The new president, a director of the family conglomerate from a young age, is opposed to an Argentine parliamentary decision to launch an investigation of people and businesses that participated in the military dictatorship’s crimes, TeleSUR reports. La Nacion, a conservative Buenos Aires newspaper that backed President Macri, the day after the election published an editorial calling for an end of efforts to seek justice for the dictatorship’s victims, denouncing the quest for justice as a “culture of revenge.” Perhaps to emphasize this, the president has appointed as the new secretary for religious affairs Santiago Manuel de Estrada, who served as secretary for social security during the military dictatorship, which presided over severe reductions in wages and living conditions to go along with its death squads and torture facilities.

A monopoly for press backers, repression for opponents

Argentina’s biggest media conglomerate, Clarín, also backs President Macri, and no wonder: He has already moved to eliminate Argentina’s anti-monopoly law, which restricts the number of TV, cable and radio licenses a company can hold at one time, so that a handful of corporations can completely control the mass media. Such laws have precedent; for example, U.S. communications law long restricted anyone from owning more than 14 radio stations and seven television stations until overturned during the Reagan era. The Macri government is moving swiftly to silence opposition — it has forced a popular radio broadcaster, Victor Morales, off the air. According to the Buenos Aires Herald:

“ ‘I’m being kicked out because this company needs government advertising … No radio in Argentina can survive without government ads. They can’t mess with Macri,’ said the journalist.”

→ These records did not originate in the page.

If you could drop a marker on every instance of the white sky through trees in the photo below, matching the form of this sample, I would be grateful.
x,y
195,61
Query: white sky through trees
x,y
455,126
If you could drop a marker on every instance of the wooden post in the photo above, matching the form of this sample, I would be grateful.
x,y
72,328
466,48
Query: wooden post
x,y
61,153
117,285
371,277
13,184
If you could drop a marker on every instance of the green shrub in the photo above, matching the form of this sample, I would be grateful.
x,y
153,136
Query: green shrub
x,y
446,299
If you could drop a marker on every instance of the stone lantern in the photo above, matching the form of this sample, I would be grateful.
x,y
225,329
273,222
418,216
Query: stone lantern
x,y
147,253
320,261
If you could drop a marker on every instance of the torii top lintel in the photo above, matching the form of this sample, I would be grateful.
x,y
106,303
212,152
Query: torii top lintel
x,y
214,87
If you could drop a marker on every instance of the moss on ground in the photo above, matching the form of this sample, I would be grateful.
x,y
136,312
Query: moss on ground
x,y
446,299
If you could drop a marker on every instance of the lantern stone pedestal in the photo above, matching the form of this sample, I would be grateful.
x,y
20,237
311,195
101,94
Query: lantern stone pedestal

Demonstrations against these developments have already taken place, as have a public-sector strike against massive layoffs, demonstrations against the new government’s anti-protest law and protests against the imprisonment of Indigenous leader Milagro Sala. A total of 25,000 public workers have been dismissed as part of the Macri government’s austerity policies, and a new “security protocol” enables indiscriminate arrests and restricts the press’ ability to cover such events, opponents say. A coalition organizing against these new repressive policies states:

“The new protocol implies that every protest is now a criminal offense, and empowers the Security Forces — the same forces that played an active role in Argentina’s last military dictatorship — to allow or forbid any protests. The criminalization of protests violates several judicial decisions that state the right to demonstrate supersedes any occasional traffic problems that may be caused.

This year, on the 40th anniversary of the military coup in Argentina, the Mauricio Macri government has begun a campaign to eliminate an essential human right — the fundamental right to protest and demonstrate. With this new protocol, the government will try to prevent workers from protesting against redundancies or demanding salary increases, or mobilize against power outages and mining projects. This protocol openly defies the constitutional rights of the Argentine people as well as international treaties on human rights.”

Ms. Sala, imprisoned for the past two months, was arrested after protesting the policies of a provincial governor aligned with the president. She was acting in support of an organization she heads that provides social services. Parliamentarians, civil organizations and human rights campaigners across South America have denounced her arrest as political, and the United Nations has called for an explanation of her continued detention. The Buenos Aires Provincial Commission for Memory has issued this statement:

“Organizing collective action does not mean ‘inciting crimes,’ a massive demonstration is not ‘public disturbance’ and to oppose a government decision is not ‘an act of sedition.’ They are all democratic freedoms.”

They should be. But not when a right-wing government is determined to impose the rule of capital, or, in the case of the Macri government, to be a willing subaltern of international capital. The logic of the rule of financiers can only lead to not only intensified austerity, but increased repression.